La quatrième raison fera plaisir à tous ceux qui désespèrent du retour de la Realpolitik. En effet, et bien que le basculement de l’Ukraine dans le giron bruxellois eut consisté un basculement géopolitique majeur, les Européens avaient posé comme préalable absolu à la signature de l’accord le rapatriement, pour raisons humanitaires, de l’opposante Ioulia Timochenko, actuellement en prison et souffrant du dos à tel point qu’elle ne saurait être convenablement soignée dans son pays. Il n’y a probablement qu’avec les Européens qu’une exigence de ce type puisse être posée au centre d’un débat aussi fondamental. Les Ukrainiens n’ont pas été dupes, le président Ianoukovitch le premier, qui ont bien compris que l’exfiltration permettrait à la belle opposante de préparer un retour triomphal dans les fourgons de l’étranger, comme le fit en son temps le président Saakchvili dont la Géorgie vient de se débarrasser dernièrement en infligeant une sévère raclée électorale à son dauphin. Il n’empêche que le signal donné n’a pas été glorieux. Si les Européens avaient voulu être cohérents, ils n’auraient pas dû subordonner l’accord à un sujet qui certes, répondait pleinement au médiatiquement correct pour émouvoir dans les rédactions et les chaumières, mais n’avait à l’évidence pas le même poids que les instruments classiques de négociation entre états.

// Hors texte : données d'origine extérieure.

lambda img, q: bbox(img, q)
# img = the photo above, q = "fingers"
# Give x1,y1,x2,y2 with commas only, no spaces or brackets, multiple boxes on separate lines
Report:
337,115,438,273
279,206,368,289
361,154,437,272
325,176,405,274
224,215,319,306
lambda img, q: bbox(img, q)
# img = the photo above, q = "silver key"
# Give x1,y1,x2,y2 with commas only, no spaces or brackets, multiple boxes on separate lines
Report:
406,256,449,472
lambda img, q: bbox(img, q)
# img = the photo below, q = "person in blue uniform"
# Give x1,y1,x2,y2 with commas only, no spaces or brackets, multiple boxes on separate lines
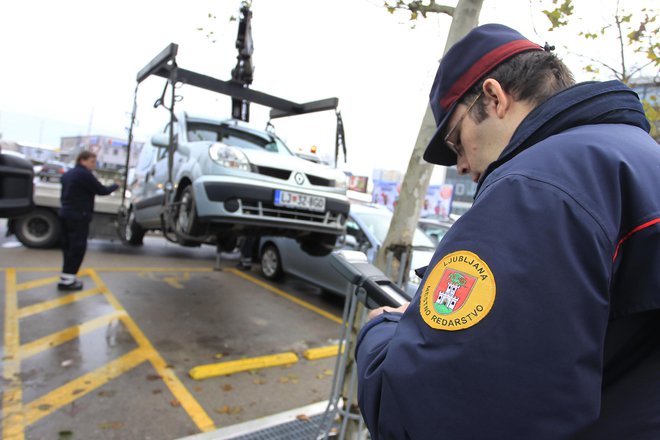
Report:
58,151,118,290
356,24,660,439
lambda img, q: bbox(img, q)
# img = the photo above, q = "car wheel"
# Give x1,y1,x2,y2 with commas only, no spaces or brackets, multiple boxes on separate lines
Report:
299,233,337,257
14,208,61,248
260,244,283,281
121,206,145,246
175,185,199,236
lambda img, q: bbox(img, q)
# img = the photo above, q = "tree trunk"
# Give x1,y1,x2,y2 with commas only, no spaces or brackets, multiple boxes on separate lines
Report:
374,0,484,280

Pusillanimité, auto-intoxication ou surestimation de l’impact médiatique de cette demande en Ukraine ?

La cinquième raison, enfin, tient à la nécessaire maîtrise du puits sans fond des dépenses européennes. Interrogé un jour dans une conférence sur les limites de l’Europe, Hubert Védrine répondit que la première réforme à faire était de supprimer le poste de Commissaire à l’Elargissement puisque tant que cette administration existerait, elle chercherait à légitimer sa présence. Le fait est qu’en cette veille d’élections européennes et donc (normalement) de débat constructif et apaisé sur les objectifs de l’Union, ses enjeux et l’allocation des moyens dont elle dispose, il n’est pas certain que l’ouverture de nouveaux fronts budgétaires, synonyme de dépenses accrues, souvent sans contrôle ni certitudes de retour sur investissement pour les contribuables, eut été appréciée.

Au final, il s’est donc trouvé à Kiev un gouvernement qui, pour des raisons qui lui sont propres et sans sous-estimer les logiques pressions du grand voisin russe, a décidé de repousser son rapprochement avec l’Europe pour se consacrer à l’union eurasienne en préparation autour de Moscou, de la Biélorussie et du Kazakhstan.

Les technocrates européens et les pays les plus alignés sur Washington s’émeuvent. L’Union européenne digère sa déception et son échec. Rien, mais vraiment rien ne nous dit que pour nous, Français, ce ne soit pas plutôt une bonne nouvelle.